Should I just leave the radio or some kind of noice source on to get him used to noise? What should I do when he huffs? I usually just get away but -_- part of me is just tempted to touch him more the more he huffs . 

...Well, it seems he's staying put now that I'm not making contact, he's lying ontop of my book by my feet. Geez.


----------



## Hedgiepets (Aug 21, 2008)

Sounds like he is just trying to intimidate you. Huffing and popping without his quills up. I would still try to hold him and talk to him.


----------



## Sheryl (Sep 9, 2010)

Do you smell differently today than usual? New lotion or anything? Wilson acted the same way to me after I had a visit to the nail spa for a manicure. He wouldn't have anything to do with me for three days, by which time I'd showered several times and removed the nail polish. Once I was back to "normal", he came around.


----------



## Nell (Aug 26, 2010)

Yesterday he was ok after I showered, now, right now I haven't showered and he's PISSED
Balled up tightly and refused to uncurl, popping, hissing to beehive level, quills were completely up. Since he refused to cooperate I gave him a bath, that got him to uncurl. I dried him up and went to have dinner, leaving him in his cage so he could eat like he normally does, came back and he balled up again when I picked him up. Took me a while to get him to eat a single freaking mealworm...
He's now reluctantly lying on my chest with a towel ontop of him.

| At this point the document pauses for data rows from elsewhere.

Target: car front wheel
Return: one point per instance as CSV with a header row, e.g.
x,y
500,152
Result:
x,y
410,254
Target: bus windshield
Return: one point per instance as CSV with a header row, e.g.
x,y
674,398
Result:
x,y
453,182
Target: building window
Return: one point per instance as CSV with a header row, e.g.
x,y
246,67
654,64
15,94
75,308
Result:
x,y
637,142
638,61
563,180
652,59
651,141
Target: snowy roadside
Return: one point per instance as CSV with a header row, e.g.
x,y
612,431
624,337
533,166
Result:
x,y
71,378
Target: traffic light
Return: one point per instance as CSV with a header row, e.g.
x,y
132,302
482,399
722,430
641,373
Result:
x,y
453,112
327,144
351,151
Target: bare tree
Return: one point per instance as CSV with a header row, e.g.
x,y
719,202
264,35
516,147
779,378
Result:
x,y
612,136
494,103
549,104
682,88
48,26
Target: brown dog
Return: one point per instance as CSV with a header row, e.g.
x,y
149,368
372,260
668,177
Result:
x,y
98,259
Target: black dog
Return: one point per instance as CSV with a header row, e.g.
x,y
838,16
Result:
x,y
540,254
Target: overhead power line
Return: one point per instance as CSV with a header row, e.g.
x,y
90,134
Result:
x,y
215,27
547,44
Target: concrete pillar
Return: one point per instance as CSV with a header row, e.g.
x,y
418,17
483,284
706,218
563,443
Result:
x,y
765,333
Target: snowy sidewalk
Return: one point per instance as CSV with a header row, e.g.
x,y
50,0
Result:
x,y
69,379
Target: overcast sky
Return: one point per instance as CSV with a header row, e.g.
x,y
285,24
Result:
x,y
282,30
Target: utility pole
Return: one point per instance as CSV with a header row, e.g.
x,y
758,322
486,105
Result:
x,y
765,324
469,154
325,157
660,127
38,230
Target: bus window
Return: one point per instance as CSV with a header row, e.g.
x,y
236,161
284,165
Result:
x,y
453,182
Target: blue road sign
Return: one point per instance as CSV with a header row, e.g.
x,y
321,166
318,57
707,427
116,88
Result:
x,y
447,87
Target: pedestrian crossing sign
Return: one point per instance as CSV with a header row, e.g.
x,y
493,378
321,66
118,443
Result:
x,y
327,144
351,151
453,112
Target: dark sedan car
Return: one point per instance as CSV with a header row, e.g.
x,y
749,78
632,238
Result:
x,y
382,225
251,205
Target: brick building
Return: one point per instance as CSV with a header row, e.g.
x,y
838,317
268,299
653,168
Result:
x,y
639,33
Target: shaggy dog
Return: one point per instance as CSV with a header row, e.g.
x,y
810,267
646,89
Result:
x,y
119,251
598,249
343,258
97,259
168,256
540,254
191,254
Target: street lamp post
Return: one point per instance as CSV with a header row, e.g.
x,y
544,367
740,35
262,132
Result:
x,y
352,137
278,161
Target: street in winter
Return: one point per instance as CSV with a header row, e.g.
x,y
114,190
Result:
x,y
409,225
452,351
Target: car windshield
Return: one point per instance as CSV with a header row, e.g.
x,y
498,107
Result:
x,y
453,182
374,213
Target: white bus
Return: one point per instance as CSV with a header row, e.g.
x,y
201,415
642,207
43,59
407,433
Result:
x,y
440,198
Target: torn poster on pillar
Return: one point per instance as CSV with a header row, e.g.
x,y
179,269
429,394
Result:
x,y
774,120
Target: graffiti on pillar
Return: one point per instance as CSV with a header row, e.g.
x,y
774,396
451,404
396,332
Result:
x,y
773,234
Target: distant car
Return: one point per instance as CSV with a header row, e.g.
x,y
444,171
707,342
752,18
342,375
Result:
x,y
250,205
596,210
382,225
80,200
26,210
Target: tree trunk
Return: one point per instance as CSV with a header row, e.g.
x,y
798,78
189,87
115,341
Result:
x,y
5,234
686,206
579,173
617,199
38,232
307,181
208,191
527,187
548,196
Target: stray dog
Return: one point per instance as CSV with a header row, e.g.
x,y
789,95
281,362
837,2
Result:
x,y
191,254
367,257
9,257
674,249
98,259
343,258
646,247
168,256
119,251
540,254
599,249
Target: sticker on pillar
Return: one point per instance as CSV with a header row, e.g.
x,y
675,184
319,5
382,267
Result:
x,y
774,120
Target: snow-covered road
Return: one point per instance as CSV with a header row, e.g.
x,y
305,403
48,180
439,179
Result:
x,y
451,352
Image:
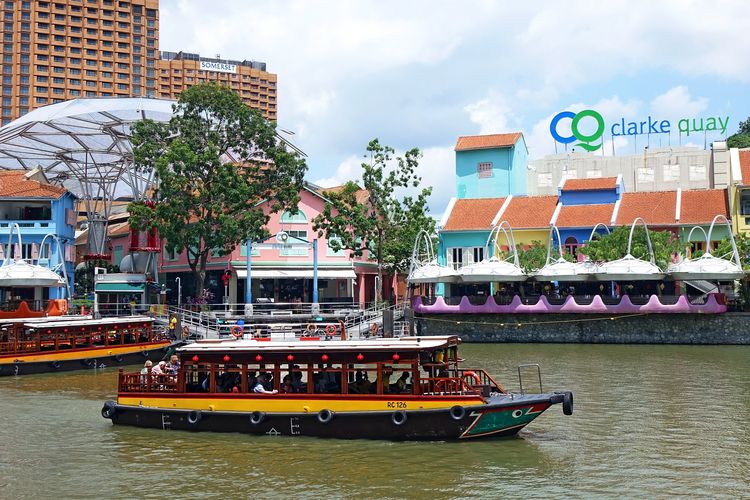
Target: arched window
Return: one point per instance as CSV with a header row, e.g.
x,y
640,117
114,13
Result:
x,y
571,246
298,217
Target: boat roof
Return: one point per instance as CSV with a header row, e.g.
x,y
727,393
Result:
x,y
89,322
400,344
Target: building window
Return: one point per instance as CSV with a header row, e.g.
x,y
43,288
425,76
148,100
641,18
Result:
x,y
295,237
484,169
571,246
294,218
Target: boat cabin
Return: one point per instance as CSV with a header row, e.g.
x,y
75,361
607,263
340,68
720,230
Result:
x,y
59,334
416,366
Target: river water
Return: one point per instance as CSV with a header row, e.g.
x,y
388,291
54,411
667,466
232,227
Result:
x,y
652,421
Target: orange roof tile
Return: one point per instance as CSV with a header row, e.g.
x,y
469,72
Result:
x,y
15,184
590,184
467,142
530,211
473,214
656,208
585,215
701,206
745,166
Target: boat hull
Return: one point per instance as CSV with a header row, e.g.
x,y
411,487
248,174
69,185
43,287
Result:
x,y
85,359
502,416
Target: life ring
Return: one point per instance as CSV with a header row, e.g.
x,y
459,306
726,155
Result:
x,y
194,416
458,412
568,403
399,417
472,376
325,416
109,409
237,331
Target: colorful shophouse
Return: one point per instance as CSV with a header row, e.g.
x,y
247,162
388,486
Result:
x,y
38,208
279,272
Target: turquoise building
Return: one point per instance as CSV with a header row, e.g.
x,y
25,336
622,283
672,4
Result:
x,y
491,166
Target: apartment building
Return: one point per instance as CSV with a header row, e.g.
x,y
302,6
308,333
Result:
x,y
59,50
178,71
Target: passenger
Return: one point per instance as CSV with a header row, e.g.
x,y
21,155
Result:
x,y
403,380
286,384
174,365
259,386
147,367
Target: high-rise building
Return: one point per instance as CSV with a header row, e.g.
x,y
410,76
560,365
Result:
x,y
64,49
178,71
53,51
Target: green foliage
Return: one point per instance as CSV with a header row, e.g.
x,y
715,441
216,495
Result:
x,y
742,138
614,246
203,201
534,256
387,222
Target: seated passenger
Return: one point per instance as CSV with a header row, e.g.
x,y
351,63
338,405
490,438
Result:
x,y
403,380
259,386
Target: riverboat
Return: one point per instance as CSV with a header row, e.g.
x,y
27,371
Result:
x,y
63,343
409,388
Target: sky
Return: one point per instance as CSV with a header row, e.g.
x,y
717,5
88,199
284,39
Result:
x,y
421,73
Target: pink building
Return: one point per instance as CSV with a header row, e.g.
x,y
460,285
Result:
x,y
282,273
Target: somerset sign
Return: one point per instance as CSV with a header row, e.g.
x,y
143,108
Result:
x,y
591,141
219,67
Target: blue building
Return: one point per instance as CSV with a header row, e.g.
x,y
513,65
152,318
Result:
x,y
491,166
39,208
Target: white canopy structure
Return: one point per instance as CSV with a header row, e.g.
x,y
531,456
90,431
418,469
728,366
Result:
x,y
707,267
561,269
424,268
630,268
84,144
493,268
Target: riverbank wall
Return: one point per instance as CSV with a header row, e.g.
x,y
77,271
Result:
x,y
698,329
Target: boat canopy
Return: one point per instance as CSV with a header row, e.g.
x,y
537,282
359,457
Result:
x,y
493,268
630,268
394,344
707,266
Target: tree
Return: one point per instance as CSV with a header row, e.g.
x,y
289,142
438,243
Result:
x,y
742,138
615,245
380,218
216,161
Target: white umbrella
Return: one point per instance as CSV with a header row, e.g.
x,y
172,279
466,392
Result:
x,y
630,268
708,267
493,268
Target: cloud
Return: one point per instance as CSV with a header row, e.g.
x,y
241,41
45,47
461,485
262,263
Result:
x,y
677,103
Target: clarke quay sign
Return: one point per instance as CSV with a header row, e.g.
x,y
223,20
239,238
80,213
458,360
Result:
x,y
217,66
591,141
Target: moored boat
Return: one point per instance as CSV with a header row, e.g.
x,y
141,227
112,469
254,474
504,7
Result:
x,y
411,388
64,343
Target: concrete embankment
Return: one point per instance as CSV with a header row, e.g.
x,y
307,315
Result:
x,y
701,329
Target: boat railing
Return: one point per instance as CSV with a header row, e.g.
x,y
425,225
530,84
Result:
x,y
149,382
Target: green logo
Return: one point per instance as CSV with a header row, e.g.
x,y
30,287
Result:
x,y
584,140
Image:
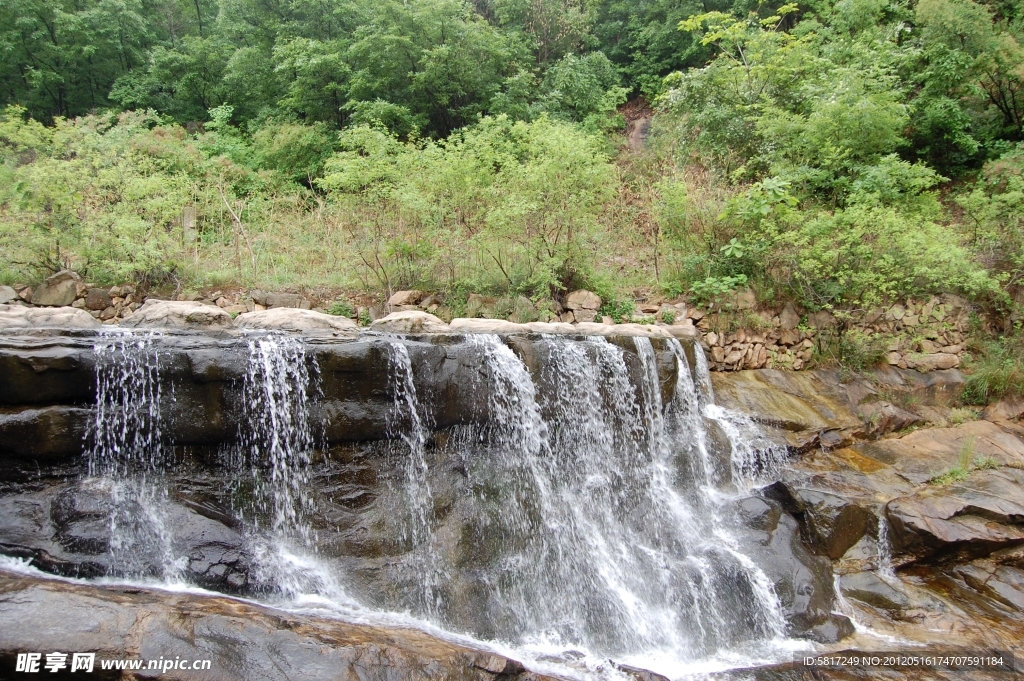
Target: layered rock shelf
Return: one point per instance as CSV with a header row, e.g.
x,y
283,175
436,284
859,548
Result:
x,y
736,334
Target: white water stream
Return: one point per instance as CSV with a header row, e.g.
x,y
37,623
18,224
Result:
x,y
605,504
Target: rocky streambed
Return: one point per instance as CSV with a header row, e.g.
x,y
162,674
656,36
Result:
x,y
836,488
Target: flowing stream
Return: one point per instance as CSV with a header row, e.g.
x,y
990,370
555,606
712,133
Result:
x,y
600,506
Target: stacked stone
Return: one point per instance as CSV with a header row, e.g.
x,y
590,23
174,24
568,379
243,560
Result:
x,y
929,335
66,289
926,336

...Now, since I got a lesion on my hand that looks like it could be ringworm, I'm wondering if he could have it, and if something about it pisses him off a storm. 

or if there are hedgehogs that just randomly pull 180s after being pleasantly cranky to becoming pissed off morning stars.


----------



## Sheryl (Sep 9, 2010)

Has he come back around yet or is he still a raging ball of quills? I hope he's happy again. I know how frustrating a furious hedgie can be!


----------



## Nell (Aug 26, 2010)

He came around and he's back to being pleasantly cranky. And I'm scheduling an appointment for later in the week.
I guess I now know what to do if he's furious again: Bathe.


----------